Introduction to Data Linkage and Analysing Linked Data - Online (few places remaining)

Course Code

HUB-17-20/21-P-R

Organised by

NCRM, University of Southampton

Presenter

Dr Katie Harron and Dr James Doidge

Date

22/09/2021 - 23/09/2021

Venue

Online run by University of Southampton

Map

View in Google Maps  (SO17 1BJ)

Contact

Jacqui Thorp
Training and Capacity Building Co-Ordinator
National Centre for Research Methods
University of Southampton
Email: jmh6@soton.ac.uk

Description

This short course is designed to give participants a practical introduction to data linkage and is aimed at both analysts intending to link data themselves and researchers who want to understand more about the linkage process and its implications for analysis of linked data—particularly the implications of linkage error. Day 1 (Introduction to Data Linkage) will cover examples of the uses of data linkage, data preparation, and methods for linkage (including deterministic and probabilistic approaches). Day 2 (Introduction to Analysing Linked Data) will cover processing of linked data, concepts of linkage error and bias, and handling linkage error in analysis. Examples will be drawn predominantly from health data, but the concepts will apply to many other areas. This course includes a mixture of lectures and practical sessions that will enable participants to put theory into practice.  

The course covers:

  • Overview of data linkage (data linkage systems, benefits of data linkage, types of projects)
  • Overview of linkage methods (deterministic and probabilistic, privacy-preserving)
  • The linkage process (data preparation, blocking, classification)
  • Classifying linkage designs
  • Evaluating linkage quality and bias (types of error, analysis of linked data)
  • Reporting analysis of linked data
  • Practical sessions (no coding required; see below)

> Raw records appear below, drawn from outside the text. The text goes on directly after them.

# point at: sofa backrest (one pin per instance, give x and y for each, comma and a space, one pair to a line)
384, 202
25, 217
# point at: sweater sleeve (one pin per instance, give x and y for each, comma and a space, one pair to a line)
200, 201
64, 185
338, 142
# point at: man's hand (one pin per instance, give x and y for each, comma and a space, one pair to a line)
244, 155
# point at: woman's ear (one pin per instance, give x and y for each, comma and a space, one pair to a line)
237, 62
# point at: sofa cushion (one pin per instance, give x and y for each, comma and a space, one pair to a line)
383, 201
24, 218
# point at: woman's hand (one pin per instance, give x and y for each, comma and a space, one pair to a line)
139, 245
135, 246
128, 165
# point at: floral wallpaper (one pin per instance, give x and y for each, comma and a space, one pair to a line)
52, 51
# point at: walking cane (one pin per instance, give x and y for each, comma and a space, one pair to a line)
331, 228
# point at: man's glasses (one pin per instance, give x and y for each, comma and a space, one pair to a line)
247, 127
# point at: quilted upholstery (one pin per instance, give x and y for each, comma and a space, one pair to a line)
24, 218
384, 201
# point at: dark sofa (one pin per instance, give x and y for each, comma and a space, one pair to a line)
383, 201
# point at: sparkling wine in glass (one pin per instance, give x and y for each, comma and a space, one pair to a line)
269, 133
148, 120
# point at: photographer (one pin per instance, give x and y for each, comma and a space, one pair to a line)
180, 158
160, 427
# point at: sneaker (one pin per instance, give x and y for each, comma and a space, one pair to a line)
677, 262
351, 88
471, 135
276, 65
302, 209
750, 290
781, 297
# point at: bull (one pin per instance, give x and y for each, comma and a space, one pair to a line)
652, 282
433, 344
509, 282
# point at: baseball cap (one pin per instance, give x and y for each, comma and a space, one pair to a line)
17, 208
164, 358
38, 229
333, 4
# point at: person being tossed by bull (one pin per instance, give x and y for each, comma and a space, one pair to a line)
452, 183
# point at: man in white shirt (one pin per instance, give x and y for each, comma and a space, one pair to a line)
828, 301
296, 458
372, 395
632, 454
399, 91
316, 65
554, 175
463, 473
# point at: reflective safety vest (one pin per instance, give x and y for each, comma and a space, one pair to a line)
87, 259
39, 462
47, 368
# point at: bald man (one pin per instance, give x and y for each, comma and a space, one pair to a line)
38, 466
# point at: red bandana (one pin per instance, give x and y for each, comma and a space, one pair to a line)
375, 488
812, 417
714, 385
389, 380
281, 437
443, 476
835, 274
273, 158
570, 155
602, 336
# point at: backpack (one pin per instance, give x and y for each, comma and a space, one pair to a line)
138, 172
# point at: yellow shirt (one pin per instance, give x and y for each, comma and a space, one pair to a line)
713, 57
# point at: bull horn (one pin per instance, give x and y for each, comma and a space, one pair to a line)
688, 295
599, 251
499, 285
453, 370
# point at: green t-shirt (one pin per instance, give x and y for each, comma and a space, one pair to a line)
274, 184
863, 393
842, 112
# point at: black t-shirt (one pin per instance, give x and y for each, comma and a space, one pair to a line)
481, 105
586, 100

By the end of the course participants will:

  • Understand the background and theory of data linkage methods
  • Perform deterministic and probabilistic linkage
  • Evaluate the success of data linkage
  • Appropriately report analysis based on linked data

The course is aimed at analysts and researchers who need to gain an understanding of data linkage techniques and of how to analyse linked data. The course provides an introduction to data linkage theory and methods for those who might be implementing data linkage or using linked data in their own work. Participants may be academic researchers in the social and health sciences or may work in government, survey agencies, official statistics, for charities or the private sector.  The course does not assume any prior knowledge of data linkage. Some experience of using Excel or other software will be useful for the practical sessions.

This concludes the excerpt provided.